В моей памяти усадьба рисовалась почти сказочным дворцом, утонувшим по самый флюгер в дремучем сосновом бору. Там, в моей памяти, в крутой обрыв свирепо били серые океанские валы, а бездонную синь резали по диагонали белые чайки. В окрестных чащах прятались коварные индейцы и рыскали кровожадные чудовища. Что же я нашел в действительности?
Притормозив у ворот, я замер и прислушался к себе, пытаясь уловить душевное волнение – как-никак родовое гнездо! Увы, разбодяженная едкой скифской кровищей благородная кровь Скарборо безмолвствовала. Хотя, правду сказать, ничего другого я и не ожидал.

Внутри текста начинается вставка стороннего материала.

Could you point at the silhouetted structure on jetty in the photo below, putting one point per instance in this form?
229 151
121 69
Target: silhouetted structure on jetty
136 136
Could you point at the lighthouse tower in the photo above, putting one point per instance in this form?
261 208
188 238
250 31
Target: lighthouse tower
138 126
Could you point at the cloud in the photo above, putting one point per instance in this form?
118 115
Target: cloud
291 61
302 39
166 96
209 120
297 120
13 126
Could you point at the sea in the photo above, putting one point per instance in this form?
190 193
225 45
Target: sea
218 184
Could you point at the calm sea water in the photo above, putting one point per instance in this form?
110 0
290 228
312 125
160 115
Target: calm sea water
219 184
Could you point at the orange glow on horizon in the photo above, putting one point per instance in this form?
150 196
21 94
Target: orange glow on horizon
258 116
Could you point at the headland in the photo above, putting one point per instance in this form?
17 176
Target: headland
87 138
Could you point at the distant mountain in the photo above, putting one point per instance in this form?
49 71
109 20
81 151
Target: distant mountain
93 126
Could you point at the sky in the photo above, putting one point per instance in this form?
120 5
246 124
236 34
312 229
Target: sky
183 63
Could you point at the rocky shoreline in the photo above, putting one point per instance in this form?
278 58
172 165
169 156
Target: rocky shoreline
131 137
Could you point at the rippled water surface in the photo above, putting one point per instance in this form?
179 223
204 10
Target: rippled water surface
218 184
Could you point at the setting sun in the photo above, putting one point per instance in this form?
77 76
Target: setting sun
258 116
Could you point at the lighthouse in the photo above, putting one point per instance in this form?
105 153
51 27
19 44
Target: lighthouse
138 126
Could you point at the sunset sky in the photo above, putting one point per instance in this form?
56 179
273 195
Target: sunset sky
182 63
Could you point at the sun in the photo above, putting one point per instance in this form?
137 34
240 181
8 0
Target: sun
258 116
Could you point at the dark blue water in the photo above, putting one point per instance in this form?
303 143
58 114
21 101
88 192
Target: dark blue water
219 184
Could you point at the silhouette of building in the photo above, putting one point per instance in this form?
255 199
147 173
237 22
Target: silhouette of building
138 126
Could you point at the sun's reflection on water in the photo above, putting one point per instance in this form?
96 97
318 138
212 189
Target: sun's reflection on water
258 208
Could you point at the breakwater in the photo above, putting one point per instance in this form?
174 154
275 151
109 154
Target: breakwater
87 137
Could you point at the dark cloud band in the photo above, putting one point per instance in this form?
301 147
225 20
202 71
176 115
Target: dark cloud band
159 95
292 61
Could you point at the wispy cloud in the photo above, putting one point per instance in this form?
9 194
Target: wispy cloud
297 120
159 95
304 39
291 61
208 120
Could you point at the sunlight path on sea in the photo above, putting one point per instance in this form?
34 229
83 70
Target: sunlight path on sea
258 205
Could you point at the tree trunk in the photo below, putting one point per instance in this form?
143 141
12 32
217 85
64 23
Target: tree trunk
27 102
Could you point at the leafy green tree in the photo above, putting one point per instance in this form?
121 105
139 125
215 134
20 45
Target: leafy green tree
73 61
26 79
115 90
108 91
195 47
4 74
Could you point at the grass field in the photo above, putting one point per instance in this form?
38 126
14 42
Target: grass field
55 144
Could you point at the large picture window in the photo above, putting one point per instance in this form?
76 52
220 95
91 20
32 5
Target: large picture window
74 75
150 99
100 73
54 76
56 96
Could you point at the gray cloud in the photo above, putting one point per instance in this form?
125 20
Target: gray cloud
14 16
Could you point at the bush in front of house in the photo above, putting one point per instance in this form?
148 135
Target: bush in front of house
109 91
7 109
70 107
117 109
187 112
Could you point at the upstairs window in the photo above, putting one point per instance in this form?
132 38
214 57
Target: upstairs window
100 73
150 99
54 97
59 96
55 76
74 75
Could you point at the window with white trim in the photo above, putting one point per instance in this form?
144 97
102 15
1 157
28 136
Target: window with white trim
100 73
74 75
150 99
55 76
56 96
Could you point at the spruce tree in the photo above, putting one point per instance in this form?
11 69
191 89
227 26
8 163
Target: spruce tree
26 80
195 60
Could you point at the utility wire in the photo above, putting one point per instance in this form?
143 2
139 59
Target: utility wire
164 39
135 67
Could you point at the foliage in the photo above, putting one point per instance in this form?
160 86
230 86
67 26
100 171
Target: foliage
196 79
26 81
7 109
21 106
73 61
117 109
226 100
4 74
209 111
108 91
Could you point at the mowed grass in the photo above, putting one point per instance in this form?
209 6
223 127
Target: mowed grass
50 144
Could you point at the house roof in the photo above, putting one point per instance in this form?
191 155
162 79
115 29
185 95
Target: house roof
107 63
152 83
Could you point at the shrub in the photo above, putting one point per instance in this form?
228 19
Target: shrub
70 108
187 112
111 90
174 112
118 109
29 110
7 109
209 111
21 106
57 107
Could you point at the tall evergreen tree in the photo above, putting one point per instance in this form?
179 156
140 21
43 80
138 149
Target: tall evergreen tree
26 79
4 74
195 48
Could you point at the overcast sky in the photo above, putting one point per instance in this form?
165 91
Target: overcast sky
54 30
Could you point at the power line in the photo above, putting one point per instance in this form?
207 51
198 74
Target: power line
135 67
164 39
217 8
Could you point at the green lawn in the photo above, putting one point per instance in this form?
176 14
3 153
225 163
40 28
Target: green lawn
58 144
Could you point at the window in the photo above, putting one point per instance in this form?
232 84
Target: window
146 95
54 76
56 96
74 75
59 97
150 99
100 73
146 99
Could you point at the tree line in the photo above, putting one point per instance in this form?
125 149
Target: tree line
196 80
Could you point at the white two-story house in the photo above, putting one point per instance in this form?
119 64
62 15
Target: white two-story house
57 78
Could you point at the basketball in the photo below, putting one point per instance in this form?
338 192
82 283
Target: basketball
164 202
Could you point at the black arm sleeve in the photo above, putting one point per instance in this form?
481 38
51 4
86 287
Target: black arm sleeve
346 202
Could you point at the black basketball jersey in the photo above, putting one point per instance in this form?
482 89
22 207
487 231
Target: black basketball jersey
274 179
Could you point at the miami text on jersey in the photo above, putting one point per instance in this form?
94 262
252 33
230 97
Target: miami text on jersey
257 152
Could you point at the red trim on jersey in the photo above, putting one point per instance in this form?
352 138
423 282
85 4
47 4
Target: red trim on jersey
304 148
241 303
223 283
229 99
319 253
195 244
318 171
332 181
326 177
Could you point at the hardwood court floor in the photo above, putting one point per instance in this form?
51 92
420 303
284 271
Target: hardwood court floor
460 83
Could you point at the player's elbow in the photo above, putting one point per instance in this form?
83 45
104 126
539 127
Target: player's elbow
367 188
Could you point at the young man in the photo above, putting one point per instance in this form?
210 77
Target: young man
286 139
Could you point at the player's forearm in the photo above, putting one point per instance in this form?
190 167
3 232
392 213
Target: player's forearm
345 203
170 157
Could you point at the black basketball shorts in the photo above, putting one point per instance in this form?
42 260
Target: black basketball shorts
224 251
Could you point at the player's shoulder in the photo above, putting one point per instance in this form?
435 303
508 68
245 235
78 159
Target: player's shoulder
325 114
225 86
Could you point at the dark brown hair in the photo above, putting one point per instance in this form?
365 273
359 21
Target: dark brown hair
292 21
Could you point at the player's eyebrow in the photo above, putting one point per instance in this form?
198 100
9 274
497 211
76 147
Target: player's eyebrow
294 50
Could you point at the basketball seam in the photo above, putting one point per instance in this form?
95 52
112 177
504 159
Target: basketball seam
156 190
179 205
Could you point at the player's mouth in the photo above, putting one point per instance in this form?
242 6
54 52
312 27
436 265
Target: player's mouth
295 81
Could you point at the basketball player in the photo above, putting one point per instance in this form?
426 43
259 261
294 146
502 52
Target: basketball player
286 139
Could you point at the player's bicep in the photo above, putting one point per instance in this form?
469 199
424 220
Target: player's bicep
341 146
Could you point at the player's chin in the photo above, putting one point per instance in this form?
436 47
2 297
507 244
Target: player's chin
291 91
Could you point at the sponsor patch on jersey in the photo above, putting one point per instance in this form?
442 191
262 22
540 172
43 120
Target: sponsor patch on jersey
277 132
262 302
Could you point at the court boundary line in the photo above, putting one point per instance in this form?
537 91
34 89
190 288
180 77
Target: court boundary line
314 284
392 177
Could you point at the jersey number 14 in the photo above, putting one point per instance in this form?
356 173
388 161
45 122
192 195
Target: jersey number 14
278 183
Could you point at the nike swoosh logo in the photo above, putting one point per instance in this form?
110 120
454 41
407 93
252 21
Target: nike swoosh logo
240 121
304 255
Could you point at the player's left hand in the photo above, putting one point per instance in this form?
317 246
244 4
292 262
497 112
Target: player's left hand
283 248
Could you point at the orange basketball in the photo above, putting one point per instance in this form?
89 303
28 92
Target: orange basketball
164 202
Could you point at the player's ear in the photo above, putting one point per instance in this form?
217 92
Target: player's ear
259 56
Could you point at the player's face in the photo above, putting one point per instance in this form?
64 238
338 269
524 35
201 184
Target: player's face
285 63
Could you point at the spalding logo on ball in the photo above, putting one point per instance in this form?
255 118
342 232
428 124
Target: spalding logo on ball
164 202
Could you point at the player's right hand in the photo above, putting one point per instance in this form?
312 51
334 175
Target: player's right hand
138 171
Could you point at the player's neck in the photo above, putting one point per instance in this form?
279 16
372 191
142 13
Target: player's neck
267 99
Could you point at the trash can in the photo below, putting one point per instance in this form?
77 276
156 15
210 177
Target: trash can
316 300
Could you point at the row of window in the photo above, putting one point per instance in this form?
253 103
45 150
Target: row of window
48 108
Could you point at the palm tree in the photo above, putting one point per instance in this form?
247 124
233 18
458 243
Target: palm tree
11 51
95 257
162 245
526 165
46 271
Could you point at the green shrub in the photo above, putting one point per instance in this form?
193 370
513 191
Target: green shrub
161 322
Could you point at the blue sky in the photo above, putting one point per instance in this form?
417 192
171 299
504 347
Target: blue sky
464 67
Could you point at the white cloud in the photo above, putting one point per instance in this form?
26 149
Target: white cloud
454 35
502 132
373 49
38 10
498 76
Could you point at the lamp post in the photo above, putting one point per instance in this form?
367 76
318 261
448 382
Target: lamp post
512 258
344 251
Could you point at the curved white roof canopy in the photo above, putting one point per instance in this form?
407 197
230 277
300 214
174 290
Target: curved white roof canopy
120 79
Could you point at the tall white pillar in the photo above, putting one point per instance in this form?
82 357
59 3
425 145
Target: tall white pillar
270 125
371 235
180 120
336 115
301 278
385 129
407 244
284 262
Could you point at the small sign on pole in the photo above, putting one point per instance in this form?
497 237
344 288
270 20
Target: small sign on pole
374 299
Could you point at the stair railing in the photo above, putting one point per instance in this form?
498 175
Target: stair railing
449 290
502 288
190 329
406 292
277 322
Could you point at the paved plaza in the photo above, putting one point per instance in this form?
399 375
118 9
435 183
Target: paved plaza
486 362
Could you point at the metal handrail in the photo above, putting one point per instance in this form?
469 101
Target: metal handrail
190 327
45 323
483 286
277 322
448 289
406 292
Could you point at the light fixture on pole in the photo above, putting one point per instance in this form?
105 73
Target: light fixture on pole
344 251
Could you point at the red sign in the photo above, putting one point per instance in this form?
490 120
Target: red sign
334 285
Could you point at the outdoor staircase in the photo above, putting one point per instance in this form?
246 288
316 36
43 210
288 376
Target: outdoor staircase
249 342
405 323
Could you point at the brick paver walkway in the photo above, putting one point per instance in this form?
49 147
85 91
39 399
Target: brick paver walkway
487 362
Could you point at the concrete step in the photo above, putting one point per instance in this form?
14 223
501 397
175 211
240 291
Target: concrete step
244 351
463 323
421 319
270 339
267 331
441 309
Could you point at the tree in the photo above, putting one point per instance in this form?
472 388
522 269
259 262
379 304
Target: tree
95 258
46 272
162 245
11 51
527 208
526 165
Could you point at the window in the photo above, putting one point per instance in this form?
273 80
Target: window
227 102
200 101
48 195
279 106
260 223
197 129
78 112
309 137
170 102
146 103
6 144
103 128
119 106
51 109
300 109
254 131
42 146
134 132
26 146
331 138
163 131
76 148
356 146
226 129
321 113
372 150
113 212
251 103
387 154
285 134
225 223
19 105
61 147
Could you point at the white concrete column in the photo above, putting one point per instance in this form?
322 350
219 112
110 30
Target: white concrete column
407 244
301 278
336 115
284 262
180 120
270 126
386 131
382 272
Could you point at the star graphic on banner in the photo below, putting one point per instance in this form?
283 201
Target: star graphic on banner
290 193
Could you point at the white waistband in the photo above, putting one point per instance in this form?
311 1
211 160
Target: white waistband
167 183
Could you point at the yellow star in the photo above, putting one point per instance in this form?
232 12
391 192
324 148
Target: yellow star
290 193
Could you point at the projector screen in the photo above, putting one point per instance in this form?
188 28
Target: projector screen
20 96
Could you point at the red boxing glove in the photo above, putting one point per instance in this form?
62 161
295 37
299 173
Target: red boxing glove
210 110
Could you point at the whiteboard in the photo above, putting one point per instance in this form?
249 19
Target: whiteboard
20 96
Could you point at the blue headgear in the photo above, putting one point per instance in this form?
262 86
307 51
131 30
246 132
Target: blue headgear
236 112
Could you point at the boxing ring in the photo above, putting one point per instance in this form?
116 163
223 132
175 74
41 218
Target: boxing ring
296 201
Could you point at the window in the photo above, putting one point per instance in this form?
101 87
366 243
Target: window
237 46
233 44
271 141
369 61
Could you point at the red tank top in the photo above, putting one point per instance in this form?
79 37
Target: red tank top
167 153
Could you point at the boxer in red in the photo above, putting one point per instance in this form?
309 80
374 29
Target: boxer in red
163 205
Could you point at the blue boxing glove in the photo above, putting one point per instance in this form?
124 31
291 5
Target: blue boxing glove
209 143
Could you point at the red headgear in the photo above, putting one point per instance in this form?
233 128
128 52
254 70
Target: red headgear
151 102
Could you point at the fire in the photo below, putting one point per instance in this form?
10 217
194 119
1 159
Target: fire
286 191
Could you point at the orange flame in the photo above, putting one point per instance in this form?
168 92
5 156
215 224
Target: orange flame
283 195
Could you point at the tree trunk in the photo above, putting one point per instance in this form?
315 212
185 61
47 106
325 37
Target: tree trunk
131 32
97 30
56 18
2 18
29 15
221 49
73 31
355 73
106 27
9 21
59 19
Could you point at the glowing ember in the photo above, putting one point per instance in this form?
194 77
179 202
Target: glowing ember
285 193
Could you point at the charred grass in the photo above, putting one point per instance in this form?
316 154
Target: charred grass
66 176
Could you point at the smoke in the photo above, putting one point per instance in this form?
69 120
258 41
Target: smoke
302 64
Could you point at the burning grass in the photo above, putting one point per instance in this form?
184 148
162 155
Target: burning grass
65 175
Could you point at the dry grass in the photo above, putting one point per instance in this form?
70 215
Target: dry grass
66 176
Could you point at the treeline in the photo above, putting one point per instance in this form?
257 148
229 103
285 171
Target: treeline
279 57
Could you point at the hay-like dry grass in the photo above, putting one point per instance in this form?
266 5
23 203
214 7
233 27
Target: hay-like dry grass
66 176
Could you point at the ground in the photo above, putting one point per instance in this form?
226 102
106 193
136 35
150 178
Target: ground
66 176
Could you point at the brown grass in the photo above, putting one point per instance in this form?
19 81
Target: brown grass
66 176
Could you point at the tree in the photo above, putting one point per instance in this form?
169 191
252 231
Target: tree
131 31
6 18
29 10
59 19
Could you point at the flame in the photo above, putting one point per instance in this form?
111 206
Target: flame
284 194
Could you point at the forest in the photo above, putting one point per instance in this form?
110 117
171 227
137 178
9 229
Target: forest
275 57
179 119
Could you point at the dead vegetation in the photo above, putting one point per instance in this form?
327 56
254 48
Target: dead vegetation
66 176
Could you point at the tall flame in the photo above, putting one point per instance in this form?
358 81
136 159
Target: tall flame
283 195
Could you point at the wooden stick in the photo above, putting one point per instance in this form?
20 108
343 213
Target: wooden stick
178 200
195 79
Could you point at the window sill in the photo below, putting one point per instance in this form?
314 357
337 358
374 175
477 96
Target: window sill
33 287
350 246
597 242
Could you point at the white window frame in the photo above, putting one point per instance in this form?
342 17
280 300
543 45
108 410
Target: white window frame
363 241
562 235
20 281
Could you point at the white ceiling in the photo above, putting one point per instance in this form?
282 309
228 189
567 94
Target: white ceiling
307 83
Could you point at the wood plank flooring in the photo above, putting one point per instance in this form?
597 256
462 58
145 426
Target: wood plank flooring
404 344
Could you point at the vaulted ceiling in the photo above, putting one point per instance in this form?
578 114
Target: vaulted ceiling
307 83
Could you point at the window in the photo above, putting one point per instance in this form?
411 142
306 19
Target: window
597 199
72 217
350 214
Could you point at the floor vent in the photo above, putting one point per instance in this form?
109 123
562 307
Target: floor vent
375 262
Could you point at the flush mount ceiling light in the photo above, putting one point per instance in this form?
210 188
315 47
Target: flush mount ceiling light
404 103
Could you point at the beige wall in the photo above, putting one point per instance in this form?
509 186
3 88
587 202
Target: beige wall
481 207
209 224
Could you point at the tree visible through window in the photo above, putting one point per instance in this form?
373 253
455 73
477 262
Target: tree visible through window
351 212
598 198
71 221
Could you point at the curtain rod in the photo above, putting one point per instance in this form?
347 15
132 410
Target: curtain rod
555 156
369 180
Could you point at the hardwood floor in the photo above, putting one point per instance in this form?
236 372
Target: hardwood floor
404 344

Мрачные ворота, кованые, с железными латниками на столбах, были распахнуты настежь и, похоже, не закрывались давно. Запутавшись пиками ажурной решетки в цепких плющах, они были накрепко пришвартованы к земле. Шелуха позолоты с готических букв слезла, «Н» криво болталась на одном гвозде. Я хмыкнул. Ни жалости, ни сожаления, даже грусти не было. Беспризорность и запустение колыхнули в душе гаденькое злорадство.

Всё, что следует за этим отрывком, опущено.